Data Science with Spark
This training empowers you as a data scientist to use Spark to do data science and apply machine learning models. You will learn how to use Spark in combination with Python and Jupyter notebooks and develop skills to use Spark from the command line, notebooks, and scripts. This training also teaches you to work with Data Frames, apply machine learning algorithms in Spark, and use Pipelines and Cross Validation.
Audience Profiel: Data Science with Spark Training
You will benefit from the Data Science with Spark Training if:
You are interested in learning what Spark is and how to use Spark, to do data science and apply machine learning models. Moreover, this training is for you if you want to learn more about H20, GraphX, and other libraries built on top of Spark.

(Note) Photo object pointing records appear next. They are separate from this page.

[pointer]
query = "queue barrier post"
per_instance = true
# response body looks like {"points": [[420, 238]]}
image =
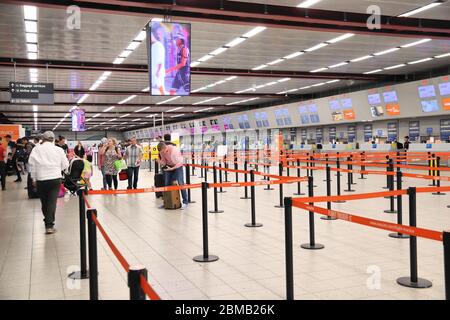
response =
{"points": [[245, 180], [280, 173], [338, 180], [299, 188], [399, 235], [134, 282], [413, 281], [83, 273], [446, 242], [391, 188], [328, 180], [312, 245], [216, 204], [363, 167], [188, 181], [220, 178], [288, 248], [253, 224], [205, 257], [438, 174], [349, 176], [93, 262]]}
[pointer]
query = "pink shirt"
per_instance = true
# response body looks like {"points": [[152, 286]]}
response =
{"points": [[171, 156]]}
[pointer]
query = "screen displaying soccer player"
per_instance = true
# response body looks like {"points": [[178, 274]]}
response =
{"points": [[169, 47]]}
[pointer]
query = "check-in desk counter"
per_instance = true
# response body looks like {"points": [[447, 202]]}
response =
{"points": [[432, 148], [369, 147]]}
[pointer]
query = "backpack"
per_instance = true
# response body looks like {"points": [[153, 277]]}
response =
{"points": [[72, 178]]}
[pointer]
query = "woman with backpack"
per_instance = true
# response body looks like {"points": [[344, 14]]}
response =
{"points": [[111, 154]]}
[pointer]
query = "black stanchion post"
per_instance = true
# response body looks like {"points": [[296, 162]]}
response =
{"points": [[216, 204], [446, 241], [391, 188], [83, 273], [438, 174], [338, 180], [280, 173], [312, 245], [349, 176], [220, 178], [205, 257], [288, 248], [399, 235], [413, 281], [328, 180], [93, 263], [188, 181], [299, 188], [245, 180], [363, 167], [134, 282], [253, 224]]}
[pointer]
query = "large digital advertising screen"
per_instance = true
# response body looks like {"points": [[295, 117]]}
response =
{"points": [[169, 58], [78, 120]]}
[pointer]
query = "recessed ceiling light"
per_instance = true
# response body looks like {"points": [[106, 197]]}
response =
{"points": [[412, 44], [395, 67], [361, 58], [342, 37], [235, 42], [421, 9], [373, 71], [254, 32], [218, 51], [420, 61], [386, 51], [317, 47], [293, 55], [319, 70], [307, 3]]}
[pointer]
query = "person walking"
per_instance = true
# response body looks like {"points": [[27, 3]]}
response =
{"points": [[46, 163], [111, 153], [133, 156], [171, 163], [3, 156], [79, 150]]}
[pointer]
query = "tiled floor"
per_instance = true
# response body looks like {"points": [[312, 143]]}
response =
{"points": [[357, 263]]}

Achievements upon completion
Through instructor-led discussion and interactive, hands-on exercises, you will master the tools that
Spark offer to perform large-scale data science.
- What Spark is
- How to use it in combination with Python and Jupyter notebook
- What RDD’s are and how to use them
- How stages and tasks influence your Spark jobs
- What is the best data format to use with Spark
- What Data Frames are and how to use them
- How to convert between pandas and Spark DataFrames
- How to use the Spark's built-in machine learning libraries to do regression,
classification, clustering, and ALS
- How to use MLlib Pipelines and how to do cross validation
- The differences between the R, Python, and Scala libraries
You will have hands-on experience in:
- Using Spark from the command line, notebooks, and from scripts
- Loading and saving RDD's using Parquet
You will have the skills to:
- Work with Data Frames
- Apply machine learning algorithms in Spark
- Use Pipelines and Cross Validation
- Use GraphX
!Please note, that you need to bring your own laptop for this training.
This laptop should meet the following requirements:
- At least 8GB RAM
- 25GB of free hard disk space
- USB Port accessible